Pastoralists in Ta Kuti village, Niger state. Photo by Arne Hoel, World Bank. Via flickr (CC BY-NC-ND 2.0)

Rethinking development: One perspective never tells the full story

We are in the midst of the quest for sustainable development. The ambition to leave no one behind, together with the global political consensus that the challenges we are facing are common and interrelated frame the new development narrative. However, this inter-connectedness does not always trickle down to the local level.

Kenyan government rolled out KLIP (Kenya Livestock Insurance Programme) to protect pastoralists from the impacts of droughts. The idea is that pastoralists buy the insurance package and get financial support during the dry spells. Sounds good in theory.

In practice, however, pastoralists often don’t have the money to pay for the insurance to begin with. So, it needs to be subsidized. The insurance scheme is also built with the assumption that there is a developed market and infrastructure in the pastoralist drylands – people are supposed to buy vaccines or pay for the extension and veterinary services with the money they get through the insurance, which is not so easy to get in such areas as West Pokot, even if you have the money.

Finally, pastoralist communities have been living with droughts for centuries and learned to get through the dry spells by relying on well-developed social networks.

These networks are not merely a coping mechanism, but social fabric with immense cultural significance. “People trust each other with their livestock and help their friends out without paying for favors with money. It works like ‘if you scratch my back, I scratch yours.’ For instance, when they give their cow to a friend they say ‘Karam’. It is a word that combines the meanings of peace, reconciliation and wellbeing and is a great expression of the amount of social trust embedded in these social networks,” says Julia Wernersson (University of Copenhagen).

She believes KLIP ignores this social order and risks to tear this social fabric by introducing a market-based mechanism. Additionally, KLIP may undermine claims to pastoral lands because, if the risks are absorbed by insurance, the need for the traditional movement with the livestock during dry-spells decreases and may no longer be supported by the government.

While Julia Wernersson thinks that the insurance solution is superficial, she acknowledges that KLIP and the “Karam” tradition can complement each other.
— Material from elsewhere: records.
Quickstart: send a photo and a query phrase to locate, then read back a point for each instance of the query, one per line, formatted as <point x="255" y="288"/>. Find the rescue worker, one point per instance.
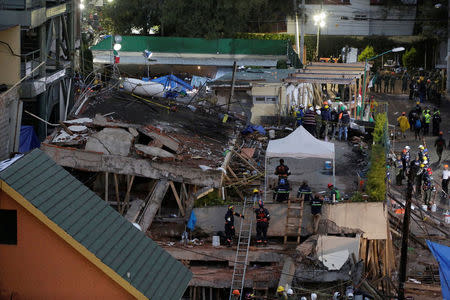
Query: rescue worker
<point x="229" y="224"/>
<point x="403" y="123"/>
<point x="236" y="294"/>
<point x="304" y="191"/>
<point x="316" y="211"/>
<point x="344" y="122"/>
<point x="436" y="121"/>
<point x="399" y="169"/>
<point x="299" y="114"/>
<point x="326" y="118"/>
<point x="309" y="120"/>
<point x="281" y="293"/>
<point x="282" y="170"/>
<point x="335" y="194"/>
<point x="445" y="178"/>
<point x="426" y="121"/>
<point x="428" y="186"/>
<point x="262" y="223"/>
<point x="440" y="145"/>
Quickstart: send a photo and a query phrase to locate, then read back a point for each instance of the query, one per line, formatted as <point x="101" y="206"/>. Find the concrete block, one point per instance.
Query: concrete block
<point x="114" y="141"/>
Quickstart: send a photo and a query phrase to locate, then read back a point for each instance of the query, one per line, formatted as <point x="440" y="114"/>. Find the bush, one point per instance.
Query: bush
<point x="368" y="52"/>
<point x="376" y="183"/>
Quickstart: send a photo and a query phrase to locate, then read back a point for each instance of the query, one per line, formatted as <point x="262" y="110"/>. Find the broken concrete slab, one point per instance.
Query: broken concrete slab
<point x="156" y="134"/>
<point x="153" y="151"/>
<point x="114" y="141"/>
<point x="154" y="203"/>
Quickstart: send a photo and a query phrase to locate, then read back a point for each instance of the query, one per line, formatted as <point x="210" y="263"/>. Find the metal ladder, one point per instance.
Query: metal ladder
<point x="243" y="245"/>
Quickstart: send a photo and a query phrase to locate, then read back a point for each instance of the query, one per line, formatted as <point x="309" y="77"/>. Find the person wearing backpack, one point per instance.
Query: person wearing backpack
<point x="335" y="194"/>
<point x="417" y="128"/>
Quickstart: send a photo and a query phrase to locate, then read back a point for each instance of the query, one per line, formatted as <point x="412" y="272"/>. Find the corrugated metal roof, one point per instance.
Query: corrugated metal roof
<point x="135" y="43"/>
<point x="99" y="228"/>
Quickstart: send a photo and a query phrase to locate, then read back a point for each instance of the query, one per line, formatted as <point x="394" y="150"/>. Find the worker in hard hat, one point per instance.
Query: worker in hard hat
<point x="229" y="224"/>
<point x="325" y="113"/>
<point x="428" y="186"/>
<point x="281" y="293"/>
<point x="445" y="179"/>
<point x="262" y="223"/>
<point x="440" y="145"/>
<point x="236" y="294"/>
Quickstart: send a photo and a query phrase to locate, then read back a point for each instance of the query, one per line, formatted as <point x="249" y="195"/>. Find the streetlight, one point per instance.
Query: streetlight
<point x="397" y="49"/>
<point x="319" y="21"/>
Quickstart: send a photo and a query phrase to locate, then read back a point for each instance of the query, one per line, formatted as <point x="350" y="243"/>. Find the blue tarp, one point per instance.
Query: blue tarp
<point x="28" y="139"/>
<point x="251" y="128"/>
<point x="442" y="255"/>
<point x="192" y="221"/>
<point x="173" y="82"/>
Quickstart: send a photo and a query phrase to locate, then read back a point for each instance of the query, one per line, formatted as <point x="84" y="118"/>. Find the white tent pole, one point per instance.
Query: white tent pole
<point x="334" y="171"/>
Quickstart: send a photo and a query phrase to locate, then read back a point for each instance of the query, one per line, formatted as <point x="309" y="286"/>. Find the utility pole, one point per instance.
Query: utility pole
<point x="297" y="43"/>
<point x="405" y="236"/>
<point x="302" y="36"/>
<point x="233" y="77"/>
<point x="448" y="51"/>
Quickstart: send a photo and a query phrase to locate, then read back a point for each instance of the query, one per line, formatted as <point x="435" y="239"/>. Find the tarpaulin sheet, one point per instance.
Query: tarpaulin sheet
<point x="172" y="82"/>
<point x="442" y="255"/>
<point x="28" y="139"/>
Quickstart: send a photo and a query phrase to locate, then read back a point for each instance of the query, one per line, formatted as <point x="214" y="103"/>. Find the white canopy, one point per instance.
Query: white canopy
<point x="300" y="144"/>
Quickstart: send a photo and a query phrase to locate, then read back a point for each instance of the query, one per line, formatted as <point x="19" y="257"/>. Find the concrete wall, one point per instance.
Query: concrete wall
<point x="9" y="63"/>
<point x="368" y="217"/>
<point x="43" y="266"/>
<point x="381" y="20"/>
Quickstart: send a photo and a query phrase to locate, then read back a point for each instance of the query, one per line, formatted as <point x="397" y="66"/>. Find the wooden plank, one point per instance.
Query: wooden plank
<point x="116" y="185"/>
<point x="177" y="198"/>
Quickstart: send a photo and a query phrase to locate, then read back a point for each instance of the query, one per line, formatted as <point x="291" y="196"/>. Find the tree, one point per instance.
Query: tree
<point x="409" y="59"/>
<point x="368" y="52"/>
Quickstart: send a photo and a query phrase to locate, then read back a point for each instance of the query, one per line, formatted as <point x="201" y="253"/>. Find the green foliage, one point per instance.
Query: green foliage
<point x="409" y="59"/>
<point x="376" y="184"/>
<point x="368" y="52"/>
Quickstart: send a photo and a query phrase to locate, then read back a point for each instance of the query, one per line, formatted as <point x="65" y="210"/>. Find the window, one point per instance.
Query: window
<point x="265" y="99"/>
<point x="8" y="227"/>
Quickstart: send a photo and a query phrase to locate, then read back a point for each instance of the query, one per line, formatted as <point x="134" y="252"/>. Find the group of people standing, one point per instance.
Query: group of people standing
<point x="419" y="121"/>
<point x="324" y="122"/>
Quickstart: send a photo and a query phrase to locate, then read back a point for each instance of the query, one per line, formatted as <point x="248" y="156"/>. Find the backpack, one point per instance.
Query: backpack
<point x="418" y="124"/>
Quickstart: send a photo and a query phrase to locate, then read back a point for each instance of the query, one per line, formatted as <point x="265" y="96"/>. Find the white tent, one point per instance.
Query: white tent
<point x="300" y="144"/>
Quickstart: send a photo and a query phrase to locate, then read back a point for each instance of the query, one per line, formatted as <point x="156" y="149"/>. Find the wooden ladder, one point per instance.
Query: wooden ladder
<point x="294" y="216"/>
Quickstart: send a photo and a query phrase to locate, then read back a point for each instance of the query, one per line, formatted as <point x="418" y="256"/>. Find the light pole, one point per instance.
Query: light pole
<point x="398" y="49"/>
<point x="319" y="21"/>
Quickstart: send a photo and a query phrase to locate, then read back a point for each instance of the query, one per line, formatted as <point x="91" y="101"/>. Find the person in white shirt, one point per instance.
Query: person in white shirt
<point x="445" y="179"/>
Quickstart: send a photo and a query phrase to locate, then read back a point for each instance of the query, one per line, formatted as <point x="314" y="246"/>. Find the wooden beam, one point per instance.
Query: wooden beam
<point x="180" y="205"/>
<point x="106" y="186"/>
<point x="116" y="185"/>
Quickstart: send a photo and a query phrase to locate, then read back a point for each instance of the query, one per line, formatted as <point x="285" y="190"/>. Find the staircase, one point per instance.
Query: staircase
<point x="243" y="245"/>
<point x="294" y="216"/>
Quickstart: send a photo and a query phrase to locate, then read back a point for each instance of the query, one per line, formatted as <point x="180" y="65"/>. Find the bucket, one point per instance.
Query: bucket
<point x="434" y="207"/>
<point x="271" y="133"/>
<point x="216" y="240"/>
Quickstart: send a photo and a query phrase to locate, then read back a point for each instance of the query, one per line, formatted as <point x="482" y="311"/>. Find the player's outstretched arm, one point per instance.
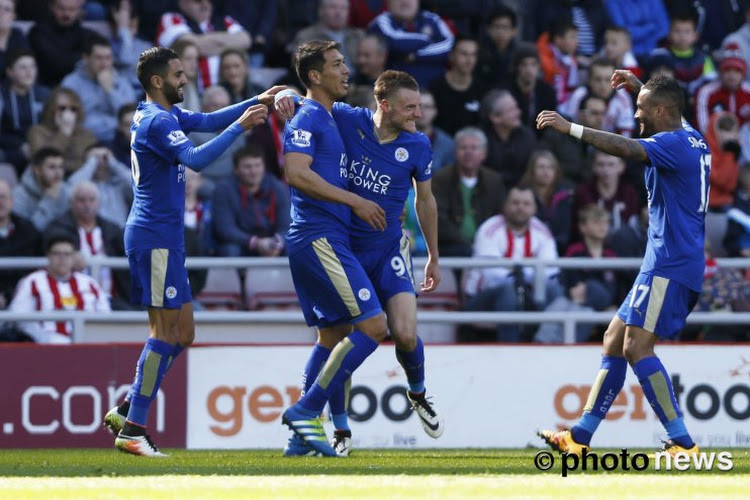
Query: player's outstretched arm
<point x="614" y="144"/>
<point x="300" y="176"/>
<point x="198" y="158"/>
<point x="426" y="208"/>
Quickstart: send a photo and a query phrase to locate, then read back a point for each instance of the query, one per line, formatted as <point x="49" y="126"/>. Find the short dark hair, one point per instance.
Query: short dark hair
<point x="43" y="153"/>
<point x="16" y="54"/>
<point x="390" y="81"/>
<point x="94" y="40"/>
<point x="503" y="11"/>
<point x="58" y="236"/>
<point x="154" y="61"/>
<point x="249" y="151"/>
<point x="667" y="91"/>
<point x="311" y="56"/>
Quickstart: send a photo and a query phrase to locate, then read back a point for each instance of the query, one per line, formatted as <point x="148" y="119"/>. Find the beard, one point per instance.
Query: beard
<point x="172" y="93"/>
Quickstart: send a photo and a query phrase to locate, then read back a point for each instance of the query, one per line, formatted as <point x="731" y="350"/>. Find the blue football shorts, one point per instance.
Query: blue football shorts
<point x="658" y="305"/>
<point x="389" y="268"/>
<point x="158" y="278"/>
<point x="331" y="285"/>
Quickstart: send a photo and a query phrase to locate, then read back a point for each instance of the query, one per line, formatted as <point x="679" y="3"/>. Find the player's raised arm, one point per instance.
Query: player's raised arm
<point x="426" y="208"/>
<point x="300" y="176"/>
<point x="608" y="142"/>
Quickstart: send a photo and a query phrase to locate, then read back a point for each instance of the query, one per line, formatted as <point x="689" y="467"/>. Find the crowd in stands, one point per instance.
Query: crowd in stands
<point x="486" y="69"/>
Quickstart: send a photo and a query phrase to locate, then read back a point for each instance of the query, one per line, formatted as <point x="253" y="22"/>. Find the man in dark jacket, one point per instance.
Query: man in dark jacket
<point x="250" y="209"/>
<point x="467" y="194"/>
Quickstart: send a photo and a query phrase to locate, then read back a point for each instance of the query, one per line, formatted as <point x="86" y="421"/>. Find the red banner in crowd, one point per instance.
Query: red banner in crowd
<point x="56" y="396"/>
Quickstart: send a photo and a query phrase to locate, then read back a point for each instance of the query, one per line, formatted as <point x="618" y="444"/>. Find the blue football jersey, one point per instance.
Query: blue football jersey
<point x="157" y="137"/>
<point x="380" y="171"/>
<point x="313" y="132"/>
<point x="677" y="180"/>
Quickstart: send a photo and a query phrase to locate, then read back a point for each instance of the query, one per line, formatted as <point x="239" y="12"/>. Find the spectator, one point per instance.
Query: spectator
<point x="198" y="238"/>
<point x="509" y="142"/>
<point x="466" y="193"/>
<point x="121" y="143"/>
<point x="112" y="180"/>
<point x="58" y="41"/>
<point x="11" y="39"/>
<point x="251" y="209"/>
<point x="618" y="48"/>
<point x="609" y="190"/>
<point x="646" y="21"/>
<point x="458" y="94"/>
<point x="216" y="98"/>
<point x="95" y="236"/>
<point x="105" y="90"/>
<point x="514" y="235"/>
<point x="418" y="40"/>
<point x="587" y="289"/>
<point x="372" y="54"/>
<point x="557" y="50"/>
<point x="530" y="92"/>
<point x="333" y="18"/>
<point x="554" y="197"/>
<point x="258" y="17"/>
<point x="41" y="195"/>
<point x="18" y="238"/>
<point x="741" y="39"/>
<point x="443" y="147"/>
<point x="693" y="67"/>
<point x="21" y="102"/>
<point x="619" y="115"/>
<point x="62" y="129"/>
<point x="575" y="156"/>
<point x="728" y="93"/>
<point x="497" y="52"/>
<point x="723" y="141"/>
<point x="194" y="22"/>
<point x="235" y="77"/>
<point x="737" y="239"/>
<point x="192" y="90"/>
<point x="126" y="45"/>
<point x="57" y="288"/>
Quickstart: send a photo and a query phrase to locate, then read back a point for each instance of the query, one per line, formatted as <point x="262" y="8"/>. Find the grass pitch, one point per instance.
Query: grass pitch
<point x="376" y="474"/>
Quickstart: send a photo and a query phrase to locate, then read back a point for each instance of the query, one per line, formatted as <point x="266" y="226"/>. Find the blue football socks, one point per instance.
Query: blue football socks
<point x="152" y="365"/>
<point x="657" y="386"/>
<point x="345" y="358"/>
<point x="607" y="386"/>
<point x="413" y="364"/>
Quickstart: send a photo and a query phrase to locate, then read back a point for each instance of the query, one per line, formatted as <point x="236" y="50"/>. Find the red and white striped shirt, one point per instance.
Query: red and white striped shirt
<point x="40" y="291"/>
<point x="713" y="97"/>
<point x="494" y="239"/>
<point x="173" y="25"/>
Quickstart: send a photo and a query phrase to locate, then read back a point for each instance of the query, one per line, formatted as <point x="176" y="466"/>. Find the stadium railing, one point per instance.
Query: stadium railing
<point x="569" y="320"/>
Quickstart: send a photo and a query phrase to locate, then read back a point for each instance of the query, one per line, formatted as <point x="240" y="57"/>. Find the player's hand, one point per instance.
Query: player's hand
<point x="370" y="212"/>
<point x="268" y="96"/>
<point x="431" y="276"/>
<point x="286" y="102"/>
<point x="624" y="78"/>
<point x="253" y="116"/>
<point x="552" y="119"/>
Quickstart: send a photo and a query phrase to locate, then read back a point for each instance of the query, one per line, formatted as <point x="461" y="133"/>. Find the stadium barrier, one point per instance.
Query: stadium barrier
<point x="288" y="325"/>
<point x="491" y="396"/>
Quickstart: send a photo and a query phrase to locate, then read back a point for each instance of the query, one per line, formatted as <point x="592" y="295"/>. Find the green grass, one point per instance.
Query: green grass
<point x="468" y="473"/>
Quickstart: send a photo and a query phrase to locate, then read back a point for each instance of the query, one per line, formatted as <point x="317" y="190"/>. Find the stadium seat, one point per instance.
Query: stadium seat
<point x="222" y="290"/>
<point x="716" y="228"/>
<point x="269" y="288"/>
<point x="8" y="174"/>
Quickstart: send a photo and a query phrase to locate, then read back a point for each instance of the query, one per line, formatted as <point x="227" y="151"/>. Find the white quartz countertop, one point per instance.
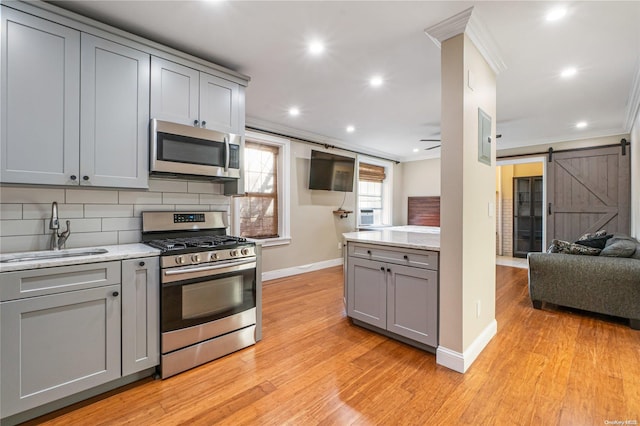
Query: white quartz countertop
<point x="114" y="252"/>
<point x="416" y="237"/>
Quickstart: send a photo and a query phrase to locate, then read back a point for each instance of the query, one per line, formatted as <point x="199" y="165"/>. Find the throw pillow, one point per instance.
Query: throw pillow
<point x="559" y="246"/>
<point x="592" y="240"/>
<point x="619" y="247"/>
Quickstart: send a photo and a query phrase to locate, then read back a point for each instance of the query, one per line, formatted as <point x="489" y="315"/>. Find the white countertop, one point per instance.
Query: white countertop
<point x="115" y="252"/>
<point x="416" y="237"/>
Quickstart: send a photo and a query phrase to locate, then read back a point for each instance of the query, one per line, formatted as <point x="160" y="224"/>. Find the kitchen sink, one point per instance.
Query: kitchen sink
<point x="49" y="254"/>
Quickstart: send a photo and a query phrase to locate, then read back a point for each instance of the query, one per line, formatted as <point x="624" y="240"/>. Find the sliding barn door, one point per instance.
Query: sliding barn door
<point x="588" y="190"/>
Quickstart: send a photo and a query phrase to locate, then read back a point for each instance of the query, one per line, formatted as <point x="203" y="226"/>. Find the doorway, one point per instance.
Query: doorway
<point x="508" y="228"/>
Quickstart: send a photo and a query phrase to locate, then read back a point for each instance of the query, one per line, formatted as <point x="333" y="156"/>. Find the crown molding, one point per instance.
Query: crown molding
<point x="633" y="106"/>
<point x="468" y="22"/>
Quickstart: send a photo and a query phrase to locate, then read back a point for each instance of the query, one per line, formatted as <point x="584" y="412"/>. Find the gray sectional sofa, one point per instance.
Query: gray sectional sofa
<point x="606" y="285"/>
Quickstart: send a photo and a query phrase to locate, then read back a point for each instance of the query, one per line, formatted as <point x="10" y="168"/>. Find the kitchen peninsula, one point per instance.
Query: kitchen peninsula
<point x="391" y="282"/>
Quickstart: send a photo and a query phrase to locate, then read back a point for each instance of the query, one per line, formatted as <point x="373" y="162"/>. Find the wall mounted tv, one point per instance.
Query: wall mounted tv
<point x="331" y="172"/>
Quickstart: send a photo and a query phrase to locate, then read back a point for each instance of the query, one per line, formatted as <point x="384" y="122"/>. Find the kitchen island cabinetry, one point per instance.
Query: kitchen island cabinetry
<point x="76" y="110"/>
<point x="394" y="290"/>
<point x="140" y="316"/>
<point x="60" y="333"/>
<point x="181" y="94"/>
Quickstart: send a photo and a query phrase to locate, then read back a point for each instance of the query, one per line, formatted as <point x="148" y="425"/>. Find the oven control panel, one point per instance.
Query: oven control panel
<point x="188" y="217"/>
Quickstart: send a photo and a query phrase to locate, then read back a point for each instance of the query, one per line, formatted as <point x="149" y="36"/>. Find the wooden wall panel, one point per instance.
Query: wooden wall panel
<point x="424" y="211"/>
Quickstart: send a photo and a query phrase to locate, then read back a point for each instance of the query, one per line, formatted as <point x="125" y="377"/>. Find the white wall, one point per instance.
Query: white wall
<point x="635" y="178"/>
<point x="315" y="230"/>
<point x="98" y="216"/>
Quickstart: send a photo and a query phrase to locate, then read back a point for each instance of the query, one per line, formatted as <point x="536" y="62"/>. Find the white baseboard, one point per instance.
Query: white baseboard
<point x="287" y="272"/>
<point x="460" y="362"/>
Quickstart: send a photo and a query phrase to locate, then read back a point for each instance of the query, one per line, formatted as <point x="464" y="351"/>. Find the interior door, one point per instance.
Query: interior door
<point x="588" y="190"/>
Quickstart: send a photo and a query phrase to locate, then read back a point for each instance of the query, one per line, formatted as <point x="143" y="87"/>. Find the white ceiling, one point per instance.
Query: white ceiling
<point x="267" y="41"/>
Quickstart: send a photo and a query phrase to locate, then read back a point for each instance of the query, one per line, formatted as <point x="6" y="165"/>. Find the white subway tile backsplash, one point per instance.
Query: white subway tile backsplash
<point x="98" y="216"/>
<point x="43" y="211"/>
<point x="139" y="197"/>
<point x="22" y="195"/>
<point x="92" y="196"/>
<point x="167" y="185"/>
<point x="129" y="237"/>
<point x="21" y="227"/>
<point x="108" y="210"/>
<point x="92" y="239"/>
<point x="10" y="211"/>
<point x="139" y="208"/>
<point x="121" y="224"/>
<point x="204" y="187"/>
<point x="24" y="243"/>
<point x="180" y="198"/>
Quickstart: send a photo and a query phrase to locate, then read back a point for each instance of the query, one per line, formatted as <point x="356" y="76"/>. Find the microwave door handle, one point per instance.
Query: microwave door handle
<point x="226" y="153"/>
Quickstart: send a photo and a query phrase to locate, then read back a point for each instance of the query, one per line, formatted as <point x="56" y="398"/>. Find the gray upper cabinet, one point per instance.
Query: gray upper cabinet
<point x="76" y="110"/>
<point x="40" y="93"/>
<point x="114" y="114"/>
<point x="140" y="314"/>
<point x="181" y="94"/>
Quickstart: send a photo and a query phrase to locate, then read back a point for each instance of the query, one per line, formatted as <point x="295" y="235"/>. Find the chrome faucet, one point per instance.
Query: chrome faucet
<point x="57" y="238"/>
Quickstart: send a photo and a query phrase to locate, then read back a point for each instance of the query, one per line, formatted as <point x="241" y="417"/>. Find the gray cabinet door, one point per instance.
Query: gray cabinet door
<point x="219" y="99"/>
<point x="174" y="92"/>
<point x="114" y="134"/>
<point x="40" y="100"/>
<point x="57" y="345"/>
<point x="367" y="292"/>
<point x="140" y="314"/>
<point x="412" y="303"/>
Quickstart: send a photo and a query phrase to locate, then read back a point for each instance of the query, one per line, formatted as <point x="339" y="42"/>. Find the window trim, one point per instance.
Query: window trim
<point x="387" y="190"/>
<point x="283" y="186"/>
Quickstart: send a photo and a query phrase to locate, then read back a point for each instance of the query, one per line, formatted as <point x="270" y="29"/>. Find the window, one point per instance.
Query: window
<point x="374" y="192"/>
<point x="263" y="213"/>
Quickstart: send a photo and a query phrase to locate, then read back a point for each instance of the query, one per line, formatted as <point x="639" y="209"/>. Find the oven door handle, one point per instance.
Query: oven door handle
<point x="181" y="274"/>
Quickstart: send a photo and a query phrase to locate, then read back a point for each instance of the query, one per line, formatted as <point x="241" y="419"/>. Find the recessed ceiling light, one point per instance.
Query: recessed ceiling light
<point x="375" y="81"/>
<point x="316" y="47"/>
<point x="556" y="14"/>
<point x="568" y="72"/>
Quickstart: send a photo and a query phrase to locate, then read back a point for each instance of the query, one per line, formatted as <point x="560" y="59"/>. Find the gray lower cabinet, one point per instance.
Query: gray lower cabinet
<point x="57" y="344"/>
<point x="140" y="316"/>
<point x="400" y="299"/>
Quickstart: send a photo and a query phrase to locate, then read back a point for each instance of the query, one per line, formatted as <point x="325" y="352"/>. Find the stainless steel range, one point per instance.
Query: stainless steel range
<point x="211" y="291"/>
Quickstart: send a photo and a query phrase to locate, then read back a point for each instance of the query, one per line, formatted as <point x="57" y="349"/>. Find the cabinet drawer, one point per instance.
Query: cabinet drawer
<point x="39" y="282"/>
<point x="409" y="257"/>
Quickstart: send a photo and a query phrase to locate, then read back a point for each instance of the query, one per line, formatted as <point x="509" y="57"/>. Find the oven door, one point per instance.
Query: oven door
<point x="194" y="295"/>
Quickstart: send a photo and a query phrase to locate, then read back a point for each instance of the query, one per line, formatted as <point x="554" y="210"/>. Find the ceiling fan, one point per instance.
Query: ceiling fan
<point x="498" y="136"/>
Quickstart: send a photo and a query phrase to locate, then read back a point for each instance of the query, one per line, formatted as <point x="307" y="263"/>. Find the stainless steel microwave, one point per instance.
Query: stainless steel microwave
<point x="187" y="150"/>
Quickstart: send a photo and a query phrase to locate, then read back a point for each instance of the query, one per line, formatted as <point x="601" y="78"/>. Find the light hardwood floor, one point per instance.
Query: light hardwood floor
<point x="313" y="367"/>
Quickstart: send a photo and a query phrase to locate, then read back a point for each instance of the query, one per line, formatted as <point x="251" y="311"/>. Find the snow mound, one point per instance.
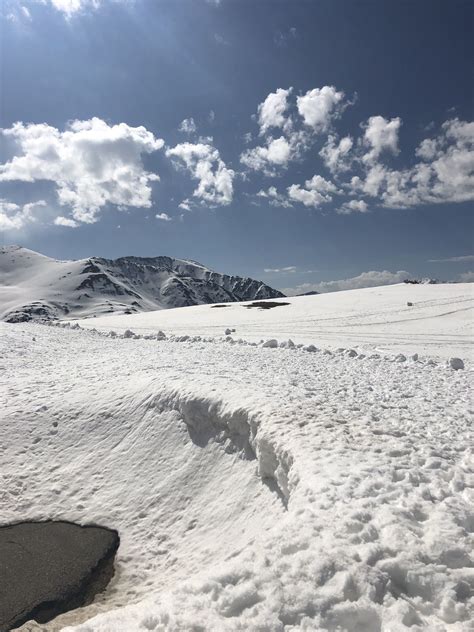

However, the insurance has to be re-built on the existing social structures.

 

Hunting, rethinking development

Photo by Axel Fassio, CIFOR, via Flickr (CC BY-NC-ND 2.0)

 

Another example of how well-intended development initiatives can miss the target if they don’t take local way of life as a starting point comes from Nigeria’s Cross River State. Here the ban on illegal logging, introduced for the conservation purposes and as part of REDD+, has, in fact, resulted in higher poverty, environmental degradation, corruption and loss of trust to the government.

Torsten Krause, Focali member and researcher at Lund University, suggests approaching forest conservation and forest land management by focusing on the local fauna: “Animal biodiversity and the relationship between animals and humans who live in the area provide a great insight into forest management – a criterion often missed by sustainability policy frameworks.”

He reports that 79% of the households in the Cross River State of Nigeria hunt on a regular basis and use forest resources for livelihood needs. “Hunting is unregulated, forest resources are abundant and with little collective protection, the rule is to take as much as you can. So, noticeable decline in biodiversity was only a question of time,” says Krause.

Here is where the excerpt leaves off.